“I’m at $1.5 trillion — I think $1.5 trillion does exactly the necessary things we need to do,” he said. Ms. Sinema did not comment as she left the meeting.
Liberal House Democrats have so far refused to support a final vote on the $1 trillion bipartisan bill Mr. Manchin helped negotiate without a vote on the sprawling domestic policy package carrying many of their legislative ambitions. White House officials — Louisa Terrell, the director of legislative affairs, Brian Deese, the director of the national economic council, and Susan Rice, the director of the domestic policy council — shuttled between meetings with Democratic leaders and the two centrist holdouts.
In a letter to her caucus late on Thursday, Ms. Pelosi offered few updates, but counseled that “It has been a day of progress in fulfilling the president’s vision.”

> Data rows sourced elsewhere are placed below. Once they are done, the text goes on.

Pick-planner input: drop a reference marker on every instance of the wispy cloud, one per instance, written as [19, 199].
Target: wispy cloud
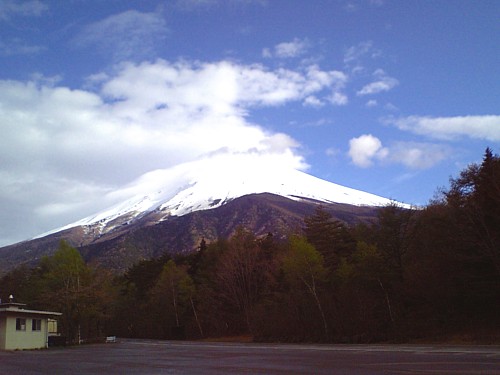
[192, 5]
[364, 149]
[367, 149]
[131, 35]
[16, 47]
[485, 127]
[295, 48]
[32, 8]
[63, 143]
[382, 83]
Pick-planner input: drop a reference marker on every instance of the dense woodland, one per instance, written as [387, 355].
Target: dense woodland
[423, 274]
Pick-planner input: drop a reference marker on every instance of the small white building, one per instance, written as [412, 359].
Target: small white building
[21, 328]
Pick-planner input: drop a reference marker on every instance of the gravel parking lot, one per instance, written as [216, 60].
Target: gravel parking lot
[168, 357]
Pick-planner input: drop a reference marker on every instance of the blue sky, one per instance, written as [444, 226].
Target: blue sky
[388, 97]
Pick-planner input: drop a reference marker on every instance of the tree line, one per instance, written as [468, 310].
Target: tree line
[431, 273]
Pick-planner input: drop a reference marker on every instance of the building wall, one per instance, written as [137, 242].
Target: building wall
[2, 333]
[28, 339]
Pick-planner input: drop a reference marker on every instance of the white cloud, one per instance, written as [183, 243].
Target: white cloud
[485, 127]
[355, 53]
[32, 8]
[19, 47]
[364, 149]
[64, 150]
[128, 35]
[418, 155]
[338, 98]
[367, 149]
[285, 50]
[312, 101]
[383, 83]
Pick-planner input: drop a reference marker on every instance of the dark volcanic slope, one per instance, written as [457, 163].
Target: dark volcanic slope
[260, 213]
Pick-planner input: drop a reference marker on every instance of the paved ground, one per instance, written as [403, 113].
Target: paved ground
[167, 357]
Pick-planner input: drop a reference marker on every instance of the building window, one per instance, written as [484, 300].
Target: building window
[36, 324]
[20, 324]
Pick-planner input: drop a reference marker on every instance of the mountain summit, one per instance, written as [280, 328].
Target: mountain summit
[211, 183]
[171, 210]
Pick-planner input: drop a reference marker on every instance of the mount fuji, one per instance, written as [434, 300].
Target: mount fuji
[185, 201]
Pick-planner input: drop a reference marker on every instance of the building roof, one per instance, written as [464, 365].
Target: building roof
[18, 308]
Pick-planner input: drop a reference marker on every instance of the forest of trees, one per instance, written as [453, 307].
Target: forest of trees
[425, 274]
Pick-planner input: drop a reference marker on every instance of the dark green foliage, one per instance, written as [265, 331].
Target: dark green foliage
[432, 273]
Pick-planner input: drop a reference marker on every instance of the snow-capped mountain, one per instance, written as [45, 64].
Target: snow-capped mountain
[171, 210]
[211, 183]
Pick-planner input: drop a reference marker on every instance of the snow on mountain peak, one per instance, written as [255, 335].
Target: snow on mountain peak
[211, 182]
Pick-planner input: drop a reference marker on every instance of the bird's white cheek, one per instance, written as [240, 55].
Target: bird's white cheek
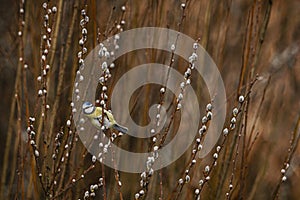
[89, 110]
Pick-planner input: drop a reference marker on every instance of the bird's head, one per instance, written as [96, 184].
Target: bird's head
[88, 108]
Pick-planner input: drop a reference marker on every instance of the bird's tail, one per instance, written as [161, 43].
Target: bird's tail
[120, 128]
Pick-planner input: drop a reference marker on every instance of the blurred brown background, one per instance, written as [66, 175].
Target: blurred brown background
[261, 37]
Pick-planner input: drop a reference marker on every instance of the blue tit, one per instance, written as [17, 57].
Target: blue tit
[95, 115]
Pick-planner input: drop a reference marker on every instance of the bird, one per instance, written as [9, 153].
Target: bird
[94, 113]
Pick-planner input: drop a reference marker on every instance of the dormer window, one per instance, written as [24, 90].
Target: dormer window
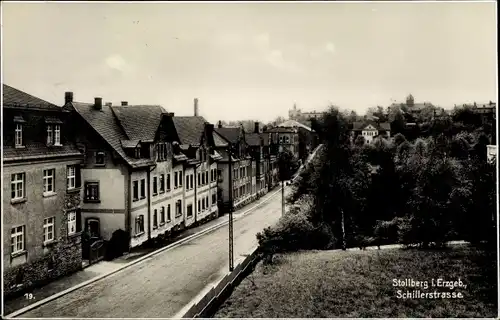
[19, 135]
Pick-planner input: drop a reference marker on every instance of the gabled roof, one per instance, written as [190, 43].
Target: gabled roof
[190, 129]
[231, 134]
[293, 123]
[107, 125]
[139, 122]
[361, 125]
[253, 139]
[265, 138]
[219, 140]
[15, 98]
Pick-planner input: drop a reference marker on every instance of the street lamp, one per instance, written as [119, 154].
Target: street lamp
[231, 208]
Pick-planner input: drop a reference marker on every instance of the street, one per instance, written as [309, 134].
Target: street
[162, 285]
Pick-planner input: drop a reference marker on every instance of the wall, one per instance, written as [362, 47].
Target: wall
[162, 199]
[65, 251]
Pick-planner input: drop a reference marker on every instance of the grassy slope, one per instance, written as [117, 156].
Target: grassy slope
[359, 284]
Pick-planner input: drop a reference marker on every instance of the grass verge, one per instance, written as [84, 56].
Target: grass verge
[359, 284]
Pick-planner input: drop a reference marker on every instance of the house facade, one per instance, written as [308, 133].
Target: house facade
[369, 130]
[196, 141]
[41, 196]
[286, 138]
[133, 171]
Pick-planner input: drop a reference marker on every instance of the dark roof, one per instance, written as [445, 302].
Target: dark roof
[281, 130]
[265, 138]
[14, 98]
[139, 122]
[219, 140]
[230, 134]
[253, 139]
[108, 127]
[360, 125]
[189, 129]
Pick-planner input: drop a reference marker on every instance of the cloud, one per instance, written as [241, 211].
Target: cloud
[116, 62]
[330, 47]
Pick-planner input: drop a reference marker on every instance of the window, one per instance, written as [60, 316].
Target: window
[143, 188]
[139, 225]
[135, 190]
[17, 185]
[162, 215]
[57, 135]
[71, 177]
[50, 136]
[48, 229]
[178, 210]
[99, 158]
[92, 191]
[155, 218]
[48, 181]
[155, 186]
[162, 183]
[72, 226]
[17, 239]
[19, 135]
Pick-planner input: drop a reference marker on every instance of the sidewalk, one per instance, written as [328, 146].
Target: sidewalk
[104, 267]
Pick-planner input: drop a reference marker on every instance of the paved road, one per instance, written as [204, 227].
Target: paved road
[162, 285]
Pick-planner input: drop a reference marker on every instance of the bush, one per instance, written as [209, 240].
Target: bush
[294, 231]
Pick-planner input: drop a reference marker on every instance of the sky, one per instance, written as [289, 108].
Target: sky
[252, 60]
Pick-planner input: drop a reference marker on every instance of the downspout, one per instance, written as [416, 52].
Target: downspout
[149, 199]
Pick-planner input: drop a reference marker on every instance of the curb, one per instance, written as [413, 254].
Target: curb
[132, 263]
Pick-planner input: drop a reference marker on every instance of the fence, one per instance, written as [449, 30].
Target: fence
[213, 299]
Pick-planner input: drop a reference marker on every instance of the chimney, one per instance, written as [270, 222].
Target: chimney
[195, 107]
[68, 97]
[256, 127]
[97, 103]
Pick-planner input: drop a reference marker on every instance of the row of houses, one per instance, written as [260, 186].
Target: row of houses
[75, 174]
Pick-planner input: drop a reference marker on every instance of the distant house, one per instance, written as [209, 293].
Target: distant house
[371, 129]
[236, 166]
[196, 141]
[308, 138]
[287, 138]
[41, 192]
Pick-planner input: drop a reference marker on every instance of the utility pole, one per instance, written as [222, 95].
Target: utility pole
[231, 208]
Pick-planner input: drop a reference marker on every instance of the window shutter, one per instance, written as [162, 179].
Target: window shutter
[78, 220]
[78, 178]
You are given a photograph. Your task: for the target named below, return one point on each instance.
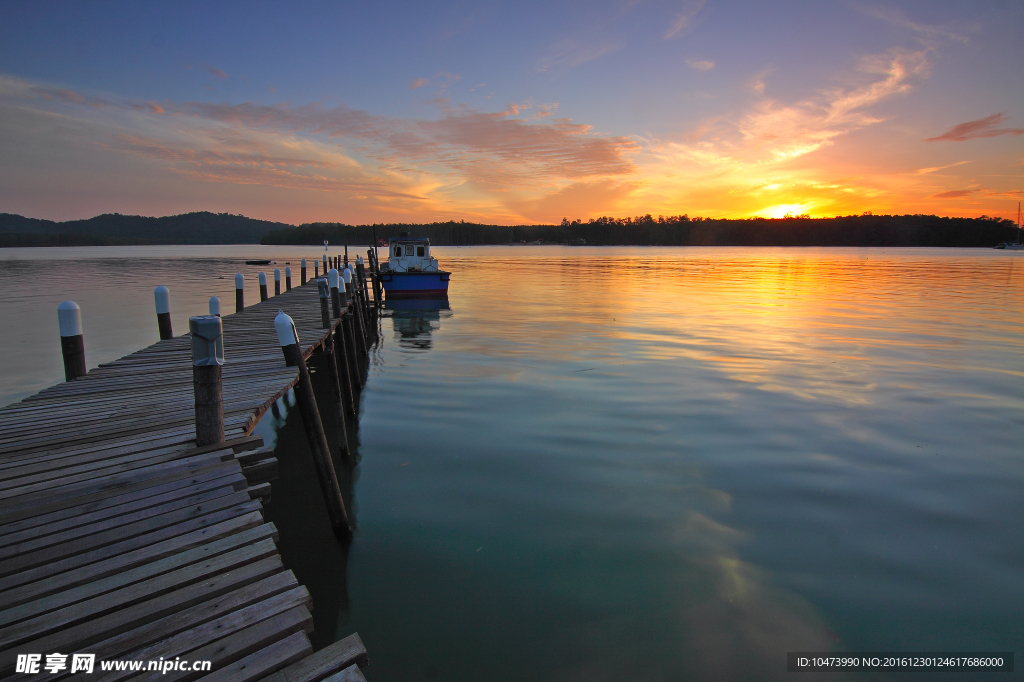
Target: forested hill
(114, 228)
(883, 230)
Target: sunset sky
(511, 112)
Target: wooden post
(332, 360)
(325, 293)
(163, 297)
(208, 356)
(332, 279)
(346, 373)
(353, 359)
(289, 340)
(240, 293)
(72, 341)
(262, 286)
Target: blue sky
(511, 112)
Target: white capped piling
(240, 293)
(325, 293)
(208, 358)
(289, 340)
(163, 297)
(332, 279)
(72, 341)
(346, 275)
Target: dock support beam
(289, 340)
(208, 358)
(72, 341)
(163, 297)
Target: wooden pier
(121, 538)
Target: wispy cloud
(700, 65)
(985, 127)
(682, 23)
(954, 194)
(757, 82)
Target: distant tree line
(866, 229)
(114, 228)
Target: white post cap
(286, 330)
(208, 340)
(163, 296)
(70, 318)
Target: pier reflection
(415, 320)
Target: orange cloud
(974, 129)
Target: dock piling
(332, 278)
(289, 340)
(72, 341)
(240, 295)
(208, 357)
(325, 293)
(163, 297)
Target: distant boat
(410, 270)
(1014, 246)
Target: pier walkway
(120, 538)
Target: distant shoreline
(209, 228)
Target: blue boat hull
(415, 285)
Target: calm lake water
(636, 463)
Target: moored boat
(411, 271)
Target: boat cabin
(410, 254)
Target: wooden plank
(328, 661)
(202, 632)
(350, 674)
(124, 579)
(44, 624)
(136, 642)
(237, 504)
(264, 662)
(80, 636)
(250, 526)
(199, 527)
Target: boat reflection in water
(416, 318)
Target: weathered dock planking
(119, 537)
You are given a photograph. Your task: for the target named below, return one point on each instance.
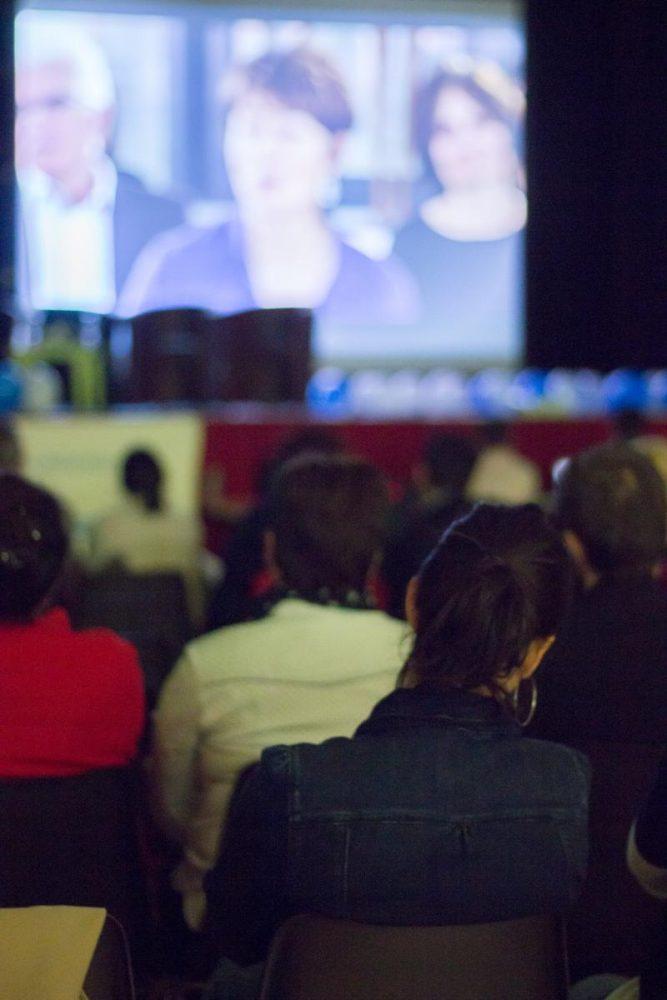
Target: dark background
(597, 169)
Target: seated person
(69, 701)
(317, 659)
(241, 590)
(501, 473)
(434, 499)
(145, 537)
(647, 860)
(437, 811)
(603, 686)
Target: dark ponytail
(499, 578)
(142, 477)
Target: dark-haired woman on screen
(465, 243)
(286, 118)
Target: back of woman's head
(142, 476)
(33, 546)
(498, 579)
(328, 513)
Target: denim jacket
(436, 812)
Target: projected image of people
(287, 114)
(465, 242)
(83, 220)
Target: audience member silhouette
(435, 498)
(239, 596)
(501, 474)
(437, 811)
(603, 687)
(144, 536)
(69, 701)
(317, 659)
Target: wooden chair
(317, 958)
(72, 841)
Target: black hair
(33, 547)
(613, 499)
(329, 515)
(306, 441)
(494, 90)
(301, 79)
(499, 578)
(450, 459)
(142, 476)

“All of this momentum brings us closer to shaping the reconciliation bill in a manner that will pass the House and Senate,” she wrote. But she delayed the vote on the $1 trillion bipartisan infrastructure bill she had pledged to bring to the House floor on Thursday.
External pressure was intensifying on both sides of the entrenched debate. The AFL-CIO and other labor unions issued statements in support of immediately taking up the bipartisan infrastructure bill, while grassroots organizations were cheering liberal lawmakers to “hold the line” and hold out for a reconciliation bill.